Refurbishment and extension of the state parliament of Baden‐Wuerttemberg, structural planning. After several years of refurbishment and reconstruction, the state parliament of BadenWürttemberg appears virtually unchanged; merely some underground extensions of the Community and Media Center with its Agora within the municipal park are recognizable changes. However, the changes inside the building are clearly visible, especially the results of interfering into the bearing structure of the plenary hall. It used to be a hermetically sealed assembly hall, with a stiffened reinforced concrete construction where no daylight could come in and a visual relation to the outside was impossible. In a special architectural competition, the parliamentarians were finally to receive ”light and vision“ in the plenary hall.
All necessary structural and constructive interventions for the supporting structure, as well as profound arrangements and considerations are the main subject of this article, as the federal state parliament is a building listed as historic monument, which should be preserved.
Furthermore, the construction of the plenary hall's innovative, illuminated ceiling and the full‐glass elevator enclosure for access to the Community and Media Center are described below. Both special constructions are unique and needed the approval of the Supreme Building Authority, required in an individual case.
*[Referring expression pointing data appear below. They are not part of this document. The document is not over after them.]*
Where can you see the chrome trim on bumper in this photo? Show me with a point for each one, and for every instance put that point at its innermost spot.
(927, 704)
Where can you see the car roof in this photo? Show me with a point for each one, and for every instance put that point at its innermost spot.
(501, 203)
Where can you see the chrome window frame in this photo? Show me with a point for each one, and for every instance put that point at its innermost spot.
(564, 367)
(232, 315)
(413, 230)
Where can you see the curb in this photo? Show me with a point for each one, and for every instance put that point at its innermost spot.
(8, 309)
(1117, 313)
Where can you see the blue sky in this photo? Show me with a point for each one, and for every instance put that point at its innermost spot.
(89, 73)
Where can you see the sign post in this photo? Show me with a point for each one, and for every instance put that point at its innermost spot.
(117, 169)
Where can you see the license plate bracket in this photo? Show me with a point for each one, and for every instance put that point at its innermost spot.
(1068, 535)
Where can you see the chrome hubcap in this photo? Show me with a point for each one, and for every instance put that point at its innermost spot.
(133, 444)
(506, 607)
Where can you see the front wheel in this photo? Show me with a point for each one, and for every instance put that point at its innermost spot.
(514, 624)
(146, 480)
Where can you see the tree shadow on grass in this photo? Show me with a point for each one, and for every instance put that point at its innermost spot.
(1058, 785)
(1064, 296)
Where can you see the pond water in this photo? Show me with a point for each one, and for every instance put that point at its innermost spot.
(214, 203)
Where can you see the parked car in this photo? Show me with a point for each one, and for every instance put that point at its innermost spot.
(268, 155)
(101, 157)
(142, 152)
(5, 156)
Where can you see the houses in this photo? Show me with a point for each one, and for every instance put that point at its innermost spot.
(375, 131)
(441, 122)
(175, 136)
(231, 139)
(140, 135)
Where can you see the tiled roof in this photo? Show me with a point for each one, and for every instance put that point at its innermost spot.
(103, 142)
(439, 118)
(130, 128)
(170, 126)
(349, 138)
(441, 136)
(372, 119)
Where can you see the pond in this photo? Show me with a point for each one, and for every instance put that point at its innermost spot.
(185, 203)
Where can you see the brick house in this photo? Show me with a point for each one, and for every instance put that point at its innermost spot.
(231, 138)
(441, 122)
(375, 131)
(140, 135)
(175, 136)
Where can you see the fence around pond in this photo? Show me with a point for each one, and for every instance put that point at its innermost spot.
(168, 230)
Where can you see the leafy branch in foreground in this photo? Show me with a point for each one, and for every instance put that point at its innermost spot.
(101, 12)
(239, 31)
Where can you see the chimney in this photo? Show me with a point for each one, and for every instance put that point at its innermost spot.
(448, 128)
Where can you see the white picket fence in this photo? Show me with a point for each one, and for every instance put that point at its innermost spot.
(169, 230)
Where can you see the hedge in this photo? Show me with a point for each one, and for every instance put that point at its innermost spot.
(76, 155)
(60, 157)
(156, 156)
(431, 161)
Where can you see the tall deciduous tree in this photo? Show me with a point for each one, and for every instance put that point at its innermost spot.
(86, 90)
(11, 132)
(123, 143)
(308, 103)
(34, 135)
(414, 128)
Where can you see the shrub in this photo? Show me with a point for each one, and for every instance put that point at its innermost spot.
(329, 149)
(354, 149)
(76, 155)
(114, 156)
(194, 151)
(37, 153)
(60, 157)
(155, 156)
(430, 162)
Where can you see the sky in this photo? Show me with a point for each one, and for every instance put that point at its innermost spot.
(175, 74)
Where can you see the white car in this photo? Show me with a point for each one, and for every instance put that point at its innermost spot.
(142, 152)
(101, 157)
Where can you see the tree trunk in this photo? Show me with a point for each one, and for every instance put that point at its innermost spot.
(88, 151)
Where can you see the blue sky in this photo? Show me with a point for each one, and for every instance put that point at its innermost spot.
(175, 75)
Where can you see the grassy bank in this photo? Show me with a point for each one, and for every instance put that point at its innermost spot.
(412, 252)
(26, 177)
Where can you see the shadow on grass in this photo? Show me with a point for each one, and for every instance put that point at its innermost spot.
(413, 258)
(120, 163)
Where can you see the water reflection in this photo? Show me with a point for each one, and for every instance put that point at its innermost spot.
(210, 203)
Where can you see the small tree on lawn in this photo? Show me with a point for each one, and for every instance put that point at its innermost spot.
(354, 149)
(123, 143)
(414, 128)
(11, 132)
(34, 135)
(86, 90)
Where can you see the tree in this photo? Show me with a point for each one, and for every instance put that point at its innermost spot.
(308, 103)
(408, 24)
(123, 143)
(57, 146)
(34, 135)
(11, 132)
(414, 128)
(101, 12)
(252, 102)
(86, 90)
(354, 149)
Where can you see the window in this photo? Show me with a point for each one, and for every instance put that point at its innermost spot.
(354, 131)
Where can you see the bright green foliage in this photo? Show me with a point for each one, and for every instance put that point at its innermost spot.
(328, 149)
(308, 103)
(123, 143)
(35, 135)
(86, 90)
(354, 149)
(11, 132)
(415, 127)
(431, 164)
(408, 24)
The structural interventions described are essentially the creation of a larger, broad wall opening in the plenary hall, with in‐ and outsight and transparency, the construction of openings in the ceiling, for skylights and light directing elements, the re‐construction of the plenary hall's floor for a stepless access, the creation of a new access, which connects the ground floor of the state parliament with the new Community and Media Center, and the construction of a new elevator shaft and barrier‐free access to the Community and Media Center
Many other structural design challenges had to be solved in this respect. The description of these mostly inconspicuous but no less difficult structural interventions in the existing and historically protected building and all the necessary planning is left out.